9.BÖLÜM:KİRPİĞİN KAŞINA DEĞDİĞİ ZAMAN

960 74 26
                                    


Hellooo taze taze bölümüm var! Çıkın çıkın gelin ballı çöreklerim. Harika bir türkü ile geldim bir de bu defa.Hadi size keyifli okumalaar! Çok öptüm hepinizi 💕😘

**

Çok sevdiğini zannedersin. Hiç değişmeyecek hislerin zannedersin. Kalbinin acısı hiç dinmeyecek... Dünyadaki en mükemmel insandır o. Sevgini en çok hakkeden insan... Ergenlik yıllarımdı Tolga'dan hoşlanmaya başladığım zamanlar. O lise üç,ben ilk sınıf.
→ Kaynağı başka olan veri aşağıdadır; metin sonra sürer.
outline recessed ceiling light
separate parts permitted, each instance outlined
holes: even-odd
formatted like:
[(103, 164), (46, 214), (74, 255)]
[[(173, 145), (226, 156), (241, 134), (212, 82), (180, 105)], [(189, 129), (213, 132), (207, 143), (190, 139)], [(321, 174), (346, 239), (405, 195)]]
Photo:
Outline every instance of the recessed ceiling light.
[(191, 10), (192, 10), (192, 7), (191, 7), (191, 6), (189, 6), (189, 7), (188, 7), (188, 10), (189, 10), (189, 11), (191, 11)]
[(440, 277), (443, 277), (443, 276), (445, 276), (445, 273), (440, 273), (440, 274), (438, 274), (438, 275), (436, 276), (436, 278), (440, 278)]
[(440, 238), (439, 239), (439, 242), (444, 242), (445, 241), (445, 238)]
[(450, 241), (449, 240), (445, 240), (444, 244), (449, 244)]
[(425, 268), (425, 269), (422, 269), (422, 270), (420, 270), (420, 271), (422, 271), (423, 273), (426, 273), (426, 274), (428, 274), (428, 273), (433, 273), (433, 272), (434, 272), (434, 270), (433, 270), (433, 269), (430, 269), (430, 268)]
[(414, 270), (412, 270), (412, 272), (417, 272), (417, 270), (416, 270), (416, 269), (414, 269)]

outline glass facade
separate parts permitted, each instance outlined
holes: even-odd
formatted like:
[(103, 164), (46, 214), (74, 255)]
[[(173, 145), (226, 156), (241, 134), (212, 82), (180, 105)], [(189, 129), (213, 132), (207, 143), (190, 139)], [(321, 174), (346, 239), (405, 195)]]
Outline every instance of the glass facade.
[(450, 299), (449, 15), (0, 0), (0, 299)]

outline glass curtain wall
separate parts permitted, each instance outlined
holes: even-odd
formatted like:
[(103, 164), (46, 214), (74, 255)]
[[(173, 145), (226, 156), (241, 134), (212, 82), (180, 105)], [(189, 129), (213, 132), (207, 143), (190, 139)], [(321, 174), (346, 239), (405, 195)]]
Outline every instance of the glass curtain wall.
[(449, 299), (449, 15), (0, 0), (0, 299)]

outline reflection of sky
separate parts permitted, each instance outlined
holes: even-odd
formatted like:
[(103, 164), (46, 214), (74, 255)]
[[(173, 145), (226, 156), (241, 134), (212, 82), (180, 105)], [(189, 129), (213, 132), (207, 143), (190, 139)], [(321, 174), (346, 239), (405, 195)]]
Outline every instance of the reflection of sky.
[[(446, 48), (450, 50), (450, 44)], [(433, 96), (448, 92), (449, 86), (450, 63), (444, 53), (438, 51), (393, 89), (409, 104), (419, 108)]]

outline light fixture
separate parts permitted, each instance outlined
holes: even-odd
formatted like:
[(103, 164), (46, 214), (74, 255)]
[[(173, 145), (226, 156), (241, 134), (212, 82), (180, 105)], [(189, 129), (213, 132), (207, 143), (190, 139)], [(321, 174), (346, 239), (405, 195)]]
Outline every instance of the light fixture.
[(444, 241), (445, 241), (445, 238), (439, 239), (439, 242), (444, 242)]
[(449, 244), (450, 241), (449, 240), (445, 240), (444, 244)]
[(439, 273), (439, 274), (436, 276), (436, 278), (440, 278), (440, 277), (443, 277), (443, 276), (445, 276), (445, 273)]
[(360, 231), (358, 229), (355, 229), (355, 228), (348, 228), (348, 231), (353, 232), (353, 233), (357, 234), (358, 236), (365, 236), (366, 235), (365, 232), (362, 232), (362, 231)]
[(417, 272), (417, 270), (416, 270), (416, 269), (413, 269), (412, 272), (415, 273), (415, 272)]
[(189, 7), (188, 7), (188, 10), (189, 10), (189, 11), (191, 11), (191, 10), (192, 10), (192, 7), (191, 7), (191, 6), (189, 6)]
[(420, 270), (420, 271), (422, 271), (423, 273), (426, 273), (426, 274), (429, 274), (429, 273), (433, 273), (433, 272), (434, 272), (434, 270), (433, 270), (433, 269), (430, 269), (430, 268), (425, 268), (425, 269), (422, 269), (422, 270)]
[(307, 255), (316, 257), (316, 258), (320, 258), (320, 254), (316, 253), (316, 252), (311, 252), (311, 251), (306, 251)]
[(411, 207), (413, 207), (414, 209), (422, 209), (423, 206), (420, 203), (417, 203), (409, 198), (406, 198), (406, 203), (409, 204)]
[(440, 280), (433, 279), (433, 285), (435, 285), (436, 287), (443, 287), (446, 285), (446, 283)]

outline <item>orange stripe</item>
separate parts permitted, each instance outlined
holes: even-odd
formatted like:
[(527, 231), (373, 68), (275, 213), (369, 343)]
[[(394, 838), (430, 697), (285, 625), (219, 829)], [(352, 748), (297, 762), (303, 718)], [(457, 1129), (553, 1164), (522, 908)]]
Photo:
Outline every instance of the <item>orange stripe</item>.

Annemin o vakitler üzerimdeki baskısı inanılmazdı. Babam faktörü ise hayatımdan çıkalı çok uzun zaman olmuştu.Ergenliğimin en dorukta olduğu,sevgiye ve ilgiye en ihtiyaç duyduğum vakte denk ediyordu bu dönemler.İlk gördüğüm andan itibaren inanılmaz yakışıklı ve yıkılmaz olduğunu düşünmüştüm. İki yıl boyunca bir merhabasına muhtaç öylece koşturmuştum peşinden. Her gece yastığımı sırılsıklam etmiştim. İsyan etmiştim,lanet etmiştim,nefret etmiştim. Yumruğumu dişlerim arasına alıp sessizce hıçkırmıştım.

"Neden sevmediler beni?"

"Ben o kadar mı kötüyüm?"

"Annem,babam sevmezken Tolga niye sevsin ki?"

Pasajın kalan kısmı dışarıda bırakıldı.